L’Opéra de Tunis, scène d’ambitions grandissantes
Cette création s’inscrit dans une dynamique que l’Opéra de Tunis cultive depuis plusieurs années : celle d’enchaîner les grandes productions lyriques et chorégraphiques pour affirmer le rayonnement de la scène tunisienne au-delà des frontières. Loin des productions de façade, l’institution semble vouloir construire un projet artistique durable, capable d’attirer des collaborations internationales de haut niveau tout en valorisant les talents locaux.

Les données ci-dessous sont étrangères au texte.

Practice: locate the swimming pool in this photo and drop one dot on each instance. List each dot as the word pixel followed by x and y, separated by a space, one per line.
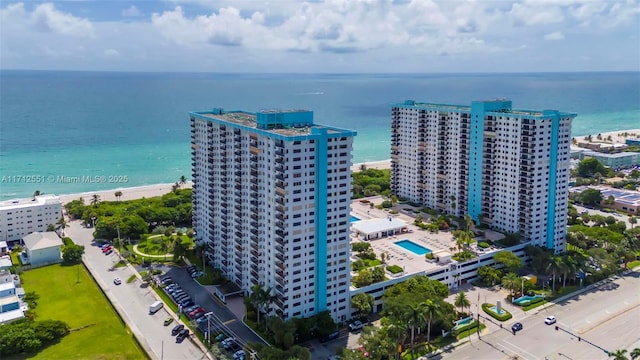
pixel 413 247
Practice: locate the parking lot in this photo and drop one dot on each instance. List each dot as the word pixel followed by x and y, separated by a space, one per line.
pixel 219 318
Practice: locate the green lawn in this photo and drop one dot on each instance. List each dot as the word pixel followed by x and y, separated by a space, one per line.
pixel 100 333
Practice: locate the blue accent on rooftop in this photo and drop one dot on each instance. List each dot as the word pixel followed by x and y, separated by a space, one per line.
pixel 553 169
pixel 286 125
pixel 320 299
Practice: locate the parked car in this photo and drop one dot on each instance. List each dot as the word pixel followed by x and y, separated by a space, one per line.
pixel 182 335
pixel 550 320
pixel 198 310
pixel 176 329
pixel 332 336
pixel 187 302
pixel 516 327
pixel 356 325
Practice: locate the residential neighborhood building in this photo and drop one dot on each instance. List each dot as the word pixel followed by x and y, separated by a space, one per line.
pixel 11 305
pixel 21 217
pixel 271 199
pixel 42 248
pixel 506 168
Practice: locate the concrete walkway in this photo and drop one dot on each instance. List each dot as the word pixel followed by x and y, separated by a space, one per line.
pixel 138 252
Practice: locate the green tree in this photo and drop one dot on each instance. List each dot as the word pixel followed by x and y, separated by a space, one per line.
pixel 589 167
pixel 591 197
pixel 489 275
pixel 72 253
pixel 511 282
pixel 462 301
pixel 555 267
pixel 95 200
pixel 511 261
pixel 431 310
pixel 619 354
pixel 414 316
pixel 363 303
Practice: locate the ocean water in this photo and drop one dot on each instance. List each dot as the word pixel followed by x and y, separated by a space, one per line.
pixel 69 132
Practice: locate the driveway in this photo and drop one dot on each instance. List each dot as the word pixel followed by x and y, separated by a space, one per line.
pixel 223 318
pixel 132 301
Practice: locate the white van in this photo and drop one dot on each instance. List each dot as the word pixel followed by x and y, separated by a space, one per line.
pixel 155 307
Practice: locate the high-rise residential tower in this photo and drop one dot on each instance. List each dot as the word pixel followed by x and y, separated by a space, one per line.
pixel 271 199
pixel 505 168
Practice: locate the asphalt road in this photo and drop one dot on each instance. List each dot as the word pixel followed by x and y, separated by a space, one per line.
pixel 132 301
pixel 606 316
pixel 223 318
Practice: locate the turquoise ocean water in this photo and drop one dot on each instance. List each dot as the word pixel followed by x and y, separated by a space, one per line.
pixel 69 132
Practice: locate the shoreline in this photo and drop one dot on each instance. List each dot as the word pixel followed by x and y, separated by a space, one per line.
pixel 617 137
pixel 138 192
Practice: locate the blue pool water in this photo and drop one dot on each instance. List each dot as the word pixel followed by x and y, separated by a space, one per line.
pixel 525 299
pixel 413 247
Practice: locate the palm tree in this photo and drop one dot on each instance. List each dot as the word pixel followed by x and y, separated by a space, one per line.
pixel 512 282
pixel 414 316
pixel 570 266
pixel 95 200
pixel 619 354
pixel 61 224
pixel 396 332
pixel 554 267
pixel 431 311
pixel 462 301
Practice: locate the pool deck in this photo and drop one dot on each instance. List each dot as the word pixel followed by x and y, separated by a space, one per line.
pixel 409 261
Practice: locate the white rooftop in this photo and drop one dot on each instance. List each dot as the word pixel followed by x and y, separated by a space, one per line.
pixel 29 202
pixel 38 240
pixel 373 226
pixel 7 286
pixel 11 315
pixel 5 262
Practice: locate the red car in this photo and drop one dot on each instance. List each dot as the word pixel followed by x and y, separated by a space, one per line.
pixel 195 312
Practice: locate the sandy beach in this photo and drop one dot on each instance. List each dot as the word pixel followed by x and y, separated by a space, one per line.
pixel 147 191
pixel 617 137
pixel 130 193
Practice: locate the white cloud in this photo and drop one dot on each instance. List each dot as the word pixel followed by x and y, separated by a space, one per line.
pixel 319 36
pixel 132 11
pixel 112 53
pixel 46 18
pixel 554 36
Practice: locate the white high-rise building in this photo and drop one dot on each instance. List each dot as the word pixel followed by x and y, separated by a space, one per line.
pixel 506 168
pixel 271 198
pixel 21 217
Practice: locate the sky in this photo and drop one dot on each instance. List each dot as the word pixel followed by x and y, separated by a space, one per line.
pixel 316 36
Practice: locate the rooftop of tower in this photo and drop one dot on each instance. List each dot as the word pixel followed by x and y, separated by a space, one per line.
pixel 499 105
pixel 293 122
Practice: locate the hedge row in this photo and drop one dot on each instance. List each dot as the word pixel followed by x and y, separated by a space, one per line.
pixel 471 325
pixel 504 317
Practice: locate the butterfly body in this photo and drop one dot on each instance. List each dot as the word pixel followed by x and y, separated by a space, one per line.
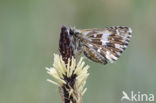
pixel 101 45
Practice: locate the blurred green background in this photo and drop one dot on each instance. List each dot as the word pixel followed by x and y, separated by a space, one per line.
pixel 29 34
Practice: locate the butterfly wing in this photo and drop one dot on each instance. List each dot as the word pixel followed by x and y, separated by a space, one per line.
pixel 103 45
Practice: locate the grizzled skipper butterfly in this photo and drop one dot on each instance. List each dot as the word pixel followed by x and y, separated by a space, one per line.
pixel 101 45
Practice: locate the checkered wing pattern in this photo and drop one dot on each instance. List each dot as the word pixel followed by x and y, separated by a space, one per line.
pixel 105 45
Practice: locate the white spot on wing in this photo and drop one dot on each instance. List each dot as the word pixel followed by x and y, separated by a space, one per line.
pixel 94 35
pixel 105 35
pixel 130 30
pixel 104 42
pixel 108 56
pixel 90 45
pixel 99 49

Présenter « Didon & Énée » en avant-première, avec une telle mobilisation d’artistes et d’institutions partenaires, marque une étape supplémentaire dans cette trajectoire. L’œuvre de Purcell, par sa brièveté et son intensité dramatique, constitue un vecteur idéal pour toucher un public large, initié ou non au répertoire baroque. Sa durée — un peu plus d’une heure — la rend accessible, tandis que la profondeur de son livret et la sophistication de sa musique en font une expérience artistique exigeante.
Le choix de proposer deux représentations consécutives, le 14 et le 15 mai à 19h30, avec deux distributions différentes pour le rôle d’Énée, ajoute une dimension supplémentaire à l’événement : chaque soirée sera unique, offrant au public la possibilité de percevoir les variations d’interprétation d’une même partition. Ce dispositif, courant dans les grandes maisons d’opéra mondiales, témoigne d’une maturité de production qui mérite d’être soulignée.

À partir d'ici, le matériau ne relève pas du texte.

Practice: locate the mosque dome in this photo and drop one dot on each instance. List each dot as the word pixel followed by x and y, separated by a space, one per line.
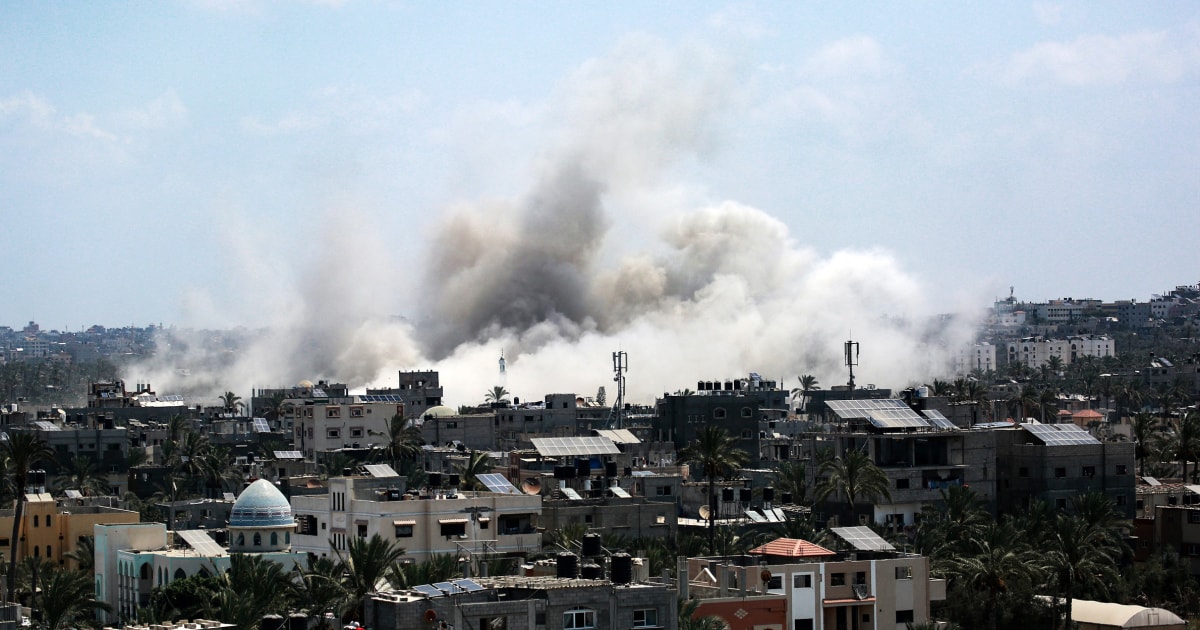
pixel 262 504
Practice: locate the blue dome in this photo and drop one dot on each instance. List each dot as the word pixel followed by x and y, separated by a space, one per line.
pixel 262 504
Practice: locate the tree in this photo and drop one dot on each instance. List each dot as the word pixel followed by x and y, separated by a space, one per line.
pixel 808 383
pixel 67 599
pixel 853 475
pixel 497 395
pixel 23 451
pixel 478 463
pixel 365 564
pixel 715 454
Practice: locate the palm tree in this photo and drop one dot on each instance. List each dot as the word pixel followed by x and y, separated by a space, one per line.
pixel 23 451
pixel 497 394
pixel 852 475
pixel 67 599
pixel 365 565
pixel 808 383
pixel 478 463
pixel 715 454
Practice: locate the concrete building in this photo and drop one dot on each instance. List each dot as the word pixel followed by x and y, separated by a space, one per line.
pixel 435 522
pixel 791 583
pixel 51 528
pixel 521 603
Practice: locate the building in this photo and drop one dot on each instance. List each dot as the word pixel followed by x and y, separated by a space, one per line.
pixel 424 522
pixel 791 583
pixel 51 528
pixel 527 603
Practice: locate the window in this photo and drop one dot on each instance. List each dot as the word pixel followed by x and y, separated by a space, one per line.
pixel 646 617
pixel 579 619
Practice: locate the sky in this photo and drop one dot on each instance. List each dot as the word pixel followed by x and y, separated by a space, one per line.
pixel 397 185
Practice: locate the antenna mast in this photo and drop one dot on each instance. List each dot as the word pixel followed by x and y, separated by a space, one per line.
pixel 619 366
pixel 851 361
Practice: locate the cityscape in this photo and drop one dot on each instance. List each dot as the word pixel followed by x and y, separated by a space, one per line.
pixel 1051 473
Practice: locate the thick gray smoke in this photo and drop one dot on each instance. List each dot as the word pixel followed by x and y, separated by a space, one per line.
pixel 605 251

Un mythe fondateur au cœur de la Méditerranée
Ce qui rend cette production particulièrement singulière, c’est la géographie symbolique qu’elle convoque. Entre Carthage et Rome, entre le monde punique et le monde latin, entre orient et occident méditerranéen, « Didon & Énée » rejoue une partition qui dépasse largement la fiction amoureuse. C’est l’histoire de deux civilisations qui se frôlent, se désirent et se séparent, portées par des destins contraires. Que cet opéra soit monté à Tunis, à quelques kilomètres des ruines de Carthage, avec des artistes tunisiens en tête d’affiche, confère à chaque note une résonance que nul autre lieu au monde ne pourrait reproduire à l’identique.
La musique baroque de Purcell, avec ses chromatismes douloureux et ses lignes vocales suspendues, a traversé trois siècles sans perdre de son pouvoir d’évocation. Sur la scène du Théâtre de l’Opéra de Tunis, portée par des voix qui connaissent intimement ce territoire, elle retrouvera peut-être quelque chose de sa source première.